The light brown imbuia wood paneled Supreme Court chamber in Pretoria's imposing Palace of Justice was crowded with black spectators and white plain-clothes officers last week as Judge Charl Theron entered the room. Guilty of high treason, said Theron, referring to the three young black men in the dock, all members of South Africa's long-banned black liberation organization, the African National Congress (ANC). The sentence: death by hanging.

The condemned men—David Moise, 25, Johannes Shabangu, 26, and Anthony Tsotsobe, 25—responded to the sentence with forced smiles, a clenched-fist salute and the first strains of a freedom song ("What shall we do to the Boers who shot the people of Soweto?"). Outside, police, occasionally using attack dogs, dispersed a crowd of blacks waiting in Church Square. There were scuffles, and several people were arrested. A small group of women, swathed in brightly patterned blankets, began singing Nkosi Sikelele Afrika (God Bless Africa), the ANC's anthem.

The courtroom where South Africa's harsh justice was meted out last week was the same in which, 17 years earlier, ANC Leader Nelson Mandela was sentenced to life imprisonment for acts of sabotage, including the 1962 bombing of a Cabinet minister's office in Pretoria. The charges against last week's prisoners were graver—an index of how the ANC, long ago an advocate of peaceful change, now reaches for the gun. Moise was charged with the 1980 bombing of fuel storage tanks at South Africa's SASOL coal liquefaction plant, the most spectacular guerrilla attack ever staged in the country, with damage estimated at $7.2 million. Shabangu had thrown a grenade into the home of a black policeman in the sprawling black township of Soweto, near Johannesburg. Tsotsobe had been involved in an armed assault on a Johannesburg police station and in several bombings. As the authorities made clear during the trial, the three men were only part of an increasingly warlike campaign against the government: there have been 38 ANC attacks in South Africa this year, 34 of them in the past three months.

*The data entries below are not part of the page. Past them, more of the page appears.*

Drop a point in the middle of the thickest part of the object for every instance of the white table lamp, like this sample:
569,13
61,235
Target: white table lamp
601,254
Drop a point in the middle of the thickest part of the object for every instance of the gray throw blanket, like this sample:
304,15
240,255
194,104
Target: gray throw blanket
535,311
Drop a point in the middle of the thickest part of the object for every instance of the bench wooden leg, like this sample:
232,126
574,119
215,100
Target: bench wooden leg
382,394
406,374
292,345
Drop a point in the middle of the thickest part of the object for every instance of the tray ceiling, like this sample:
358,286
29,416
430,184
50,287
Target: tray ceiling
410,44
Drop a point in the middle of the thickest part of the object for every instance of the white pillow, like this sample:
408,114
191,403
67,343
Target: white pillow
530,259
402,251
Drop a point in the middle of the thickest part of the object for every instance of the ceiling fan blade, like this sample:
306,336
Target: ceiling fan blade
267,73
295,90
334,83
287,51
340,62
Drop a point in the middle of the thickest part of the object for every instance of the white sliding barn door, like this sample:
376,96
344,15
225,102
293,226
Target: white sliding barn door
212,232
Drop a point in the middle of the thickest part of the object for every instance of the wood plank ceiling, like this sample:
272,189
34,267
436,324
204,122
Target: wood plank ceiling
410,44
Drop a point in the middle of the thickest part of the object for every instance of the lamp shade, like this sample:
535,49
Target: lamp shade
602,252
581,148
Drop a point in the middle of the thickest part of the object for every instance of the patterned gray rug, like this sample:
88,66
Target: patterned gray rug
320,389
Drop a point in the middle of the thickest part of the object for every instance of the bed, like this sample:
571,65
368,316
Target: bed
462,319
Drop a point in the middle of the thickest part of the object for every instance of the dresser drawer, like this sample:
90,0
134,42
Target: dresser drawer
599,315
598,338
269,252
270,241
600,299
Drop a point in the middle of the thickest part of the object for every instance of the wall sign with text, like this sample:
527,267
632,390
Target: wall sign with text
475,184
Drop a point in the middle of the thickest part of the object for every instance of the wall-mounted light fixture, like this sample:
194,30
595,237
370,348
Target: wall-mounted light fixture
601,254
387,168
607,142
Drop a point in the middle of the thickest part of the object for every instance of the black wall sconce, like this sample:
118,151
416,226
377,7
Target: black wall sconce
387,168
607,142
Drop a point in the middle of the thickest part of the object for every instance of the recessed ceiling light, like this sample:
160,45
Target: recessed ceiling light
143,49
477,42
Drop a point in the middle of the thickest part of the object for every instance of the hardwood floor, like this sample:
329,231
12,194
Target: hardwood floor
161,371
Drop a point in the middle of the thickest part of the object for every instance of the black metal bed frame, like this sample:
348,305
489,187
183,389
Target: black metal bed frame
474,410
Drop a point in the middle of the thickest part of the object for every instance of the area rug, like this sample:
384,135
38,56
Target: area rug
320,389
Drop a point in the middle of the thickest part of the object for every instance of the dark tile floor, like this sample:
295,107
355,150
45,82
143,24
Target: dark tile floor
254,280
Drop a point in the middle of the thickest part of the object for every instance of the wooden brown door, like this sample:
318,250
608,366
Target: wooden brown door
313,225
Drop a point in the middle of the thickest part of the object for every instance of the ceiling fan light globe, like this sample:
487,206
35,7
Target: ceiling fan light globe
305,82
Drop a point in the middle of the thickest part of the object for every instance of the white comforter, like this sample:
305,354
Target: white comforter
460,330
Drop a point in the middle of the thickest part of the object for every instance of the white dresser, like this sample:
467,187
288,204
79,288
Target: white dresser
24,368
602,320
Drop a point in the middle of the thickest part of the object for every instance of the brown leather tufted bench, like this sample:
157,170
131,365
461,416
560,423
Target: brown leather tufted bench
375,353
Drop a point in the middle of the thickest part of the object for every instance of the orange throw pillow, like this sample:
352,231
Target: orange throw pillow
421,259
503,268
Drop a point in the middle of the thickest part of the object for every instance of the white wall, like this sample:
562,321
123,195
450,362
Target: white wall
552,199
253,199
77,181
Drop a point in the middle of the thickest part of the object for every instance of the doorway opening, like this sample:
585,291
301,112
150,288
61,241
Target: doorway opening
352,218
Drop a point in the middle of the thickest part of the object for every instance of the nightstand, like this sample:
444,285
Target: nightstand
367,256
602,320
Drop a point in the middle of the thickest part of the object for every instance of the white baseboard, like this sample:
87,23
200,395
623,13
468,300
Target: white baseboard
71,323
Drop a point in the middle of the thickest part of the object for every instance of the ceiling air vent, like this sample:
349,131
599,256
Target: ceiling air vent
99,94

The last of those assaults occurred on the morning of the sentencing. A bomb blast ripped up a section of rail line outside the coastal city of East London—one more sign that the ANC, which was outlawed in 1960, is trying harder than ever to induce a climate of terror among whites in the South African laager. From neighboring Zimbabwe, ANC Acting President Oliver Tambo, 63, served notice that such violence will increase. Said he: "South Africa is a highly developed industrialized state. A few determined guerrillas can do a lot of damage—and we have more than just a handful of people in the country."